At the 1972 Worldcon, US comics artist Scott Shaw created the all-time low in bad costumes. The principal ingredients were a pair of tights and three full jars of peanut butter, faithfully reproducing the unique, dripping appearance of the comics character Shaw himself had created: The Turd. Awed eye-witnesses would later brag, "I was there when The Turd came out." Under the hot lights of the Masquerade event, it became evident that this one would run and run. The hotel complained. Everyone complained. The debacle was later enshrined in the semi-official Rotsler's Rules for Masquerades:

"7. Parts of your costume should not be edible or smell. Parts of your costume should not fall off accidentally, brush off against other contestants, or be left lying around on the stage."
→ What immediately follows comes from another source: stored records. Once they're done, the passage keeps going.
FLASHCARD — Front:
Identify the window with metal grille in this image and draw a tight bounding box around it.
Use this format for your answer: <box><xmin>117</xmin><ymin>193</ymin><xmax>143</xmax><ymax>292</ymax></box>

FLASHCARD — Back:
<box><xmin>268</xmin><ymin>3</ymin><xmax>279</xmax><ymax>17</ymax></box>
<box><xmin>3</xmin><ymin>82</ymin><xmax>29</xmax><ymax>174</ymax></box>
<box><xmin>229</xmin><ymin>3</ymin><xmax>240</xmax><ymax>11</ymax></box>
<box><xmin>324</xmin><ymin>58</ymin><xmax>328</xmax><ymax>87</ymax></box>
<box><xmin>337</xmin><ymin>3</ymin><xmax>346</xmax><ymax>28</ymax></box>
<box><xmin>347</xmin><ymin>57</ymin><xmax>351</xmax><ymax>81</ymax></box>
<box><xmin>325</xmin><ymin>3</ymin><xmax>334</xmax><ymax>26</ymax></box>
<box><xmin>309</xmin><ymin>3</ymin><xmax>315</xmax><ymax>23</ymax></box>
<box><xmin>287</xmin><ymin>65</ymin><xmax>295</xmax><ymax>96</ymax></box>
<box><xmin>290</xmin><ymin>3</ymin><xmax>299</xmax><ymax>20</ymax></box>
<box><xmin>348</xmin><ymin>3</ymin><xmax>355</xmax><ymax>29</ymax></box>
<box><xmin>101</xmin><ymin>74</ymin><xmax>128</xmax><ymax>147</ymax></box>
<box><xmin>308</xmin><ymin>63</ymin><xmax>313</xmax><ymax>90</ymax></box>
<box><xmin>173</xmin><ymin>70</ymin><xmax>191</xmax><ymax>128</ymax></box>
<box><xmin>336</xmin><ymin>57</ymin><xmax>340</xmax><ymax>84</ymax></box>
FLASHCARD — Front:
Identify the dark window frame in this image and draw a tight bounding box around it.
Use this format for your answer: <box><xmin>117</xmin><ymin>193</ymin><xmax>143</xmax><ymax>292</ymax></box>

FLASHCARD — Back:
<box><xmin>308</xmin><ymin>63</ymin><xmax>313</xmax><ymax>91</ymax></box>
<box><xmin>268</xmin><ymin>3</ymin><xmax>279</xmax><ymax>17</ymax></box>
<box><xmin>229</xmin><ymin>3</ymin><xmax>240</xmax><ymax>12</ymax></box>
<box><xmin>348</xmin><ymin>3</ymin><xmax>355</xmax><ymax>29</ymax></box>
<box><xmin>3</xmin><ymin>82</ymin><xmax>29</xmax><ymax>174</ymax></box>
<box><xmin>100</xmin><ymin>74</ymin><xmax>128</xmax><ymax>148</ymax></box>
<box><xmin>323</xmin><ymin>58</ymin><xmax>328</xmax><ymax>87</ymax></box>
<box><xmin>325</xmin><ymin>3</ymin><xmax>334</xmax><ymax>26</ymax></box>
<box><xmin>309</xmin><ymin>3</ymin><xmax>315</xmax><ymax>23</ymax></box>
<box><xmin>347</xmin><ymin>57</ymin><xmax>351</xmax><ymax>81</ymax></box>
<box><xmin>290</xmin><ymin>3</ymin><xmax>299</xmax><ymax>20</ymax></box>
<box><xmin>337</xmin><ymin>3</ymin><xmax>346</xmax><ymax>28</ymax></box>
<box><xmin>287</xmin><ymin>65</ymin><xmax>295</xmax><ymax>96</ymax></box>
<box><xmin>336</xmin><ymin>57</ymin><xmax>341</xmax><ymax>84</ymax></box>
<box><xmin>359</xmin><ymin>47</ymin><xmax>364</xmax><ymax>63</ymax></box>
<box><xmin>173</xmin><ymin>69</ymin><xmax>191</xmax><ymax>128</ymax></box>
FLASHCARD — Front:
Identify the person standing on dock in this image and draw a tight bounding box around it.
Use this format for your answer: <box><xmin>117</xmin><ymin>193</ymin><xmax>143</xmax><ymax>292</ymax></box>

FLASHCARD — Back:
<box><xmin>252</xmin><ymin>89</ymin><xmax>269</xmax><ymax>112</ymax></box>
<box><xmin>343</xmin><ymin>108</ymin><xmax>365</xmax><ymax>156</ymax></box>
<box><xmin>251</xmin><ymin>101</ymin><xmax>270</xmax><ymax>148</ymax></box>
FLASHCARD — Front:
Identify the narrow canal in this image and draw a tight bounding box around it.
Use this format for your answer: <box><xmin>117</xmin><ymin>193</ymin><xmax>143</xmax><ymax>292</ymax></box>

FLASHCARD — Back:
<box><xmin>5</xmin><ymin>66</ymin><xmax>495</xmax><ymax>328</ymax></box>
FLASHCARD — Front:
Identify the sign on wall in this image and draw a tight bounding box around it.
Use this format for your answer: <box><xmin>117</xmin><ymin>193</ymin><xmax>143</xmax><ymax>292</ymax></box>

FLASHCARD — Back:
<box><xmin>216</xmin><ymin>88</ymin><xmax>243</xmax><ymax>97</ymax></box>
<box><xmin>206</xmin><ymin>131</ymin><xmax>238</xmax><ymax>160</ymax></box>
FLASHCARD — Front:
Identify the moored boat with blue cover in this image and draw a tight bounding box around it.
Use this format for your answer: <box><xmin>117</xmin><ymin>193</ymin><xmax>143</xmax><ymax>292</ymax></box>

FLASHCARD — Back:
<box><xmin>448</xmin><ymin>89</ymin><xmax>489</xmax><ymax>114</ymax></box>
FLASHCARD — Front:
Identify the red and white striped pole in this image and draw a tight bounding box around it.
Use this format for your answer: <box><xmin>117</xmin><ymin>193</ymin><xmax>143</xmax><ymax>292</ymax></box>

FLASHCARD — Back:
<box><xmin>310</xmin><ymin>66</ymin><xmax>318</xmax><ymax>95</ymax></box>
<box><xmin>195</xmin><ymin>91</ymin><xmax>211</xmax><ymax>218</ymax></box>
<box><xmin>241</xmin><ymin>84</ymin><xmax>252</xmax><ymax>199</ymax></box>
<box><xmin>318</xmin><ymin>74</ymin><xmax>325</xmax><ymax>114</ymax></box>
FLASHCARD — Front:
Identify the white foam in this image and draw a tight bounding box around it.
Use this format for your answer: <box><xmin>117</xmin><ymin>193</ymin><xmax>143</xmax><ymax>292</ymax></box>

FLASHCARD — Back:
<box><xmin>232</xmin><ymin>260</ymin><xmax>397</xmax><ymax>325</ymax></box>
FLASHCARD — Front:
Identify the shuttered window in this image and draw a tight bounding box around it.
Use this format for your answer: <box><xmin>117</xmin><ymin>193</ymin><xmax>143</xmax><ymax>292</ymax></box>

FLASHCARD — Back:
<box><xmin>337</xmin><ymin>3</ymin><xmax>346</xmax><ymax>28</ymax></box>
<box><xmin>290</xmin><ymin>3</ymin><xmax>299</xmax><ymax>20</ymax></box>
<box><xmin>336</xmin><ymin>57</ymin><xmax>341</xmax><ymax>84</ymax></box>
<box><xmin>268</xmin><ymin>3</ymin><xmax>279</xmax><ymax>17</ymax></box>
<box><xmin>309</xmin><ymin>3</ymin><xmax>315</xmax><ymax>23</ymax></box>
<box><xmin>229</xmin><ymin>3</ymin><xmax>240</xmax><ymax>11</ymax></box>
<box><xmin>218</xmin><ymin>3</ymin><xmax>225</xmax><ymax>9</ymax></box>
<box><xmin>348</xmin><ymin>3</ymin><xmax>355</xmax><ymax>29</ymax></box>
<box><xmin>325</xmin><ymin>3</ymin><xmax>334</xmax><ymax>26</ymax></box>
Some years earlier, UK fan Keith Armstrong-Bridges had also relied on unorthodox make-up, to become a Sirian Dustman. The enemy Sirians in Eric Frank Russell's SF thriller Wasp are humanoid but purple-skinned. So at the convention, our man laboriously stained himself with gentian violet for the sake of his art. Only later did it emerge that this wouldn't come off, or only enough to leave indelible purple patches on the bathtub. (Yes, the hotel complained.) Keith had to wait until his outer skin layers wore away. Alas, he died recently, and countless fans duly repeated their favourite anecdote about how he'd once dyed. What a thing to be remembered for.


David Langford has adeptly disguised himself as a shabby middle-aged man.